Computer Vision Across Industries: From Lab to Production Line
RISE computer vision research spans a range of industrial applications from biotechnology to materials manufacturing, demonstrating how AI-based vision systems are transforming production processes.
RISE computer vision research spans a range of industrial applications, from biotechnology to materials manufacturing. Here are three strategic projects that illustrate how AI-based vision systems are transforming production processes.
Life Science Applications
In life science, neural networks have been shown to predict complex chemical properties from simple images, demonstrating the potential for real-time quality control in biomass production. By correlating standardized images of product vials with phosphorus NMR results using a simple PyTorch-based model, image analysis can serve as a fast decision-support approach that complements slower laboratory assays and illustrates a path toward scalable AI-assisted quality monitoring.
Construction Materials
In construction materials, our collaboration with Hasopor AB showed the potential of a low-cost system for measuring thickness and width in cellular glass production using 3D cameras and YOLOv11 segmentation. The now concluded project demonstrated that a 3D Intel RealSense camera can capture the cellular glass “cake” on the line and deliver measurements comparable to manual checks. While not on par with laser systems, the approach is accurate enough to be a viable and affordable alternative for production lines where lasers are deemed too costly.

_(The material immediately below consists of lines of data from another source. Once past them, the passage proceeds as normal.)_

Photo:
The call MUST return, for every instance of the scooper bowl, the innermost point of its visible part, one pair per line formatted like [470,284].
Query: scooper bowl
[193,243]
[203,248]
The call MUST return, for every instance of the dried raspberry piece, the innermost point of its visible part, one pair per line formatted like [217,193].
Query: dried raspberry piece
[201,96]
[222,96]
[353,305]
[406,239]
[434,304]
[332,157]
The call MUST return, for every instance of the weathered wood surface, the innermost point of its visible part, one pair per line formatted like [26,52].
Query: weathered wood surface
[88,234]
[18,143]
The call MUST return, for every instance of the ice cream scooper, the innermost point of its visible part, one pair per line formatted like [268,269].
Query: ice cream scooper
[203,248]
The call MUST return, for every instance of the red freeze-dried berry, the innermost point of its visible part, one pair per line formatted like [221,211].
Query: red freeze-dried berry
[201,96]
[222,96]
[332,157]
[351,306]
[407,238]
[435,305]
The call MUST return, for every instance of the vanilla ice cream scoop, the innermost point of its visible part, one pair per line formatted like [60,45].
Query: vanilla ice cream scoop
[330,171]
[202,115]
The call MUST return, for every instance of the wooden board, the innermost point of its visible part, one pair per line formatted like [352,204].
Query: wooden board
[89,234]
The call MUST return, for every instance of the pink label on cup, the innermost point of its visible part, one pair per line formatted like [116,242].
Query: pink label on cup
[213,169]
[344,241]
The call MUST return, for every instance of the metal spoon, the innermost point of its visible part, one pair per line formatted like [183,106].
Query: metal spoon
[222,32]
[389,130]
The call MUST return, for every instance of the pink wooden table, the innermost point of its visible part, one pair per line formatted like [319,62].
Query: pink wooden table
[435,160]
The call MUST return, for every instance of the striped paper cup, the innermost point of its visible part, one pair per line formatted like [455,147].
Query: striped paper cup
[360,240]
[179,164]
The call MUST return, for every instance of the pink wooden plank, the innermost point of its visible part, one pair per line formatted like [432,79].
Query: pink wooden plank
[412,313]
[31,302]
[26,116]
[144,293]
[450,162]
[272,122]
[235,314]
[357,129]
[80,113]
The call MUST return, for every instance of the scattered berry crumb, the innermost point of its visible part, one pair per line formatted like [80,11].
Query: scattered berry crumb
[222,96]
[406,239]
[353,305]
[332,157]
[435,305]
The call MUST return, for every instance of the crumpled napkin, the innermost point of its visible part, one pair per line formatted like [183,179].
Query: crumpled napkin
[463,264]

Advanced Materials Characterisation
Meanwhile, AI-assisted analysis of small-angle X-ray scattering (SAXS) and X-ray computed tomography is enabling unprecedented depths of material characterisation, with rapid interpretation of complex structural data. Through Vinnova-funded projects with partners such as AstraZeneca and Tetra Pak, machine learning models are being developed to infer structural parameters directly from SAXS profiles. In collaboration with Billerud and Lund University, research is advancing automated instance segmentation models for cellulose tomography, which will substantially reduce manual effort, analysis time, and variability while enhancing overall robustness.
Impact
Together, these efforts show how computer vision has evolved from a laboratory tool into a practical, scalable industrial asset, improving efficiency, quality, and safety across multiple sectors.